Operator: And our next question comes from John Baumgartner from Mizuho.
John Baumgartner: I wanted to ask, Dominic, in the prepared remarks, there was a reference to, I think, strengthening relationships with retailers and doing better at the point of purchase. And I'm curious, some of the commentary over the past 6 to 9 months from some of the larger retailers in Europe, it seems that they're focusing quite a bit more on fresh food. It seems as though they're focusing more on investing in private label quality as opposed to just, I guess, competing on price. How do you think about -- I guess, how do you see the retail environment changing? Are you seeing retailers managing these categories differently? And how do you think about the reinvestment required to get people back to that fresh food case -- the frozen food case, excuse me?
Dominic Brisby: Yes. So first of all, thanks for the question. So I think the overall behavior of European retailers hasn't changed dramatically over recent months or even the past couple of years. What we do see, though, is a continuation of an existing trend. There's nothing new about retailers wanting to make sure their private label offerings are high quality. And the focus on fresh has been quite a big theme in Europe as well. Now some of this is retailer driven. Some of this is driven by us as well as a clear leader in frozen. And certainly, we see a few opportunities, a, to strengthen our position at the point of sale and to strengthen our position with retailers, but also to make sure that we're creating excitement and animation at the point of sale. That means making sure that we roll out some of our great innovations, for example, Chicken Shop, which is working well in the U.K. There's no reason why that can't work well across Europe, creating more animation and more excitement. Secondly, making sure we have more disruptive and exciting positions at the point of sale to drive people into the frozen aisle, but also to make sure when they're there, they have something exciting to look at and focus on. And in terms of investments, there are some areas where this will require investment, and we've factored significant investment within our plan for this year to drive greater strength at the point of sale. But there's some where it won't require great investment. They'll just require more smartness from our side. For example, making sure that our packaging is not only much better than private label, but much better than the competitors as well and much better than we've been before. And particularly when you're walking through the frozen food aisle, because of the nature of packaging because it's generally not transparent, we have an opportunity to communicate much more on the packaging than would be the case in other categories. So we see a chance to be much more aggressive there than we have been before. This is something we're working on significantly. But in terms of retailer behavior, we're not seeing any dramatic shift versus where retailer behavior has been over recent years.
Jason English: John, this is Jason. I would just add a comment about the opportunity to shift growth back out of fresh into frozen, at least that was my interpretation.

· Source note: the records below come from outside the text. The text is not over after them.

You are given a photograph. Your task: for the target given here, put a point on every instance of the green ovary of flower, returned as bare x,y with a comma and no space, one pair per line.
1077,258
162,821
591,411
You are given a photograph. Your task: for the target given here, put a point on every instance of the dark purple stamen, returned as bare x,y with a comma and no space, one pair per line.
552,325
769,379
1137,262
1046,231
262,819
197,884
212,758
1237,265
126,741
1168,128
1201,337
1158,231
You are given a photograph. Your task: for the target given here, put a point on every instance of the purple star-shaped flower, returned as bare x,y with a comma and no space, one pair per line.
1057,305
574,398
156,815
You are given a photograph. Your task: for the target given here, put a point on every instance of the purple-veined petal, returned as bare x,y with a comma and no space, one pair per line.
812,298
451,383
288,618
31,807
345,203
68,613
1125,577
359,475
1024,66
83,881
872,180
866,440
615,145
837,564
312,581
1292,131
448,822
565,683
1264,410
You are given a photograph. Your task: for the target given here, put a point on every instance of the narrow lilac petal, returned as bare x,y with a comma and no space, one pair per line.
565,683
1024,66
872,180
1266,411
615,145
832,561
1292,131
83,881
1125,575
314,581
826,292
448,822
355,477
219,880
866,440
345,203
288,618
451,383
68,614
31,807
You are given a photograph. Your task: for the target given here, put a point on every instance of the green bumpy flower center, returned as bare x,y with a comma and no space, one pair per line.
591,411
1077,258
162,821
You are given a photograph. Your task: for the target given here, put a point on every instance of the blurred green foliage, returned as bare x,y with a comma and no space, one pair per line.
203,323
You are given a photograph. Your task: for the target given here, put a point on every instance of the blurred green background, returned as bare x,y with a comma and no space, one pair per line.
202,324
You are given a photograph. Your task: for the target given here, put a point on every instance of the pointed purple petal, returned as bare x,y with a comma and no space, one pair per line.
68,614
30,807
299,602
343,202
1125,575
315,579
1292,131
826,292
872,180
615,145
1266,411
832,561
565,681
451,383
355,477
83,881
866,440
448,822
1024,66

I would just note that the frozen category is actually delivering very robust growth for our retailers. Throughout last year, it grew 2.4% across our overall footprint, which continues to track above overall food. So there are still healthy category tailwinds and step into some markets like Italy category growth of 3%; Germany, 4.5%. So we are fortunate to be in a category that is delivering growth for retail partners and that obviously affords us opportunities.
John Baumgartner: Okay. Okay. Great. And then just a follow-up on the supply chain side on the fish business. We've seen some reports in Europe about some, I guess, disruptions on the IT platform and some digital systems on illegal fishing catches. Are you seeing any disruptions on the inflow of trade at the ports in Europe at this point? Or is that a nonevent for Nomad?
Ruben Baldew: No, that's not an event for us. If you look at our ingredients and main items, we don't see that for our supply.
Jason English: There was disruption, John, as you noted, it was reported in the Financial Times. And the programs, the policies that were being put in place that caused those disruptions have been temporarily suspended until they can be resolved. So the disruption was short term in nature and not long enough to impact our business or frankly, we don't believe it impacted the category or any of our competitors either.
Operator: Our next question is a follow-up from John Tanwanteng from CJS Securities.
Jonathan Tanwanteng: I was just wondering if you could provide more detail on the pricing negotiations and when you expect them to conclude? Number one. And what the -- if that's going to be a rolling thing through the next few quarters or if it's going to be all over before Q2?
Dominic Brisby: So in the case of most European retailers, the price negotiations are happening right now. There are certain exceptions in certain markets and with certain customers. But for the most part -- there are a few exceptions, but for the most part, we expect most of that to be included -- to be concluded during the course of Q1.
Jonathan Tanwanteng: Got it. And as a follow-on to that, assuming your competitors do follow you, how do you expect share to change throughout the year? Is there a point where you expect volume or value share to start coming back to you guys as the year progresses?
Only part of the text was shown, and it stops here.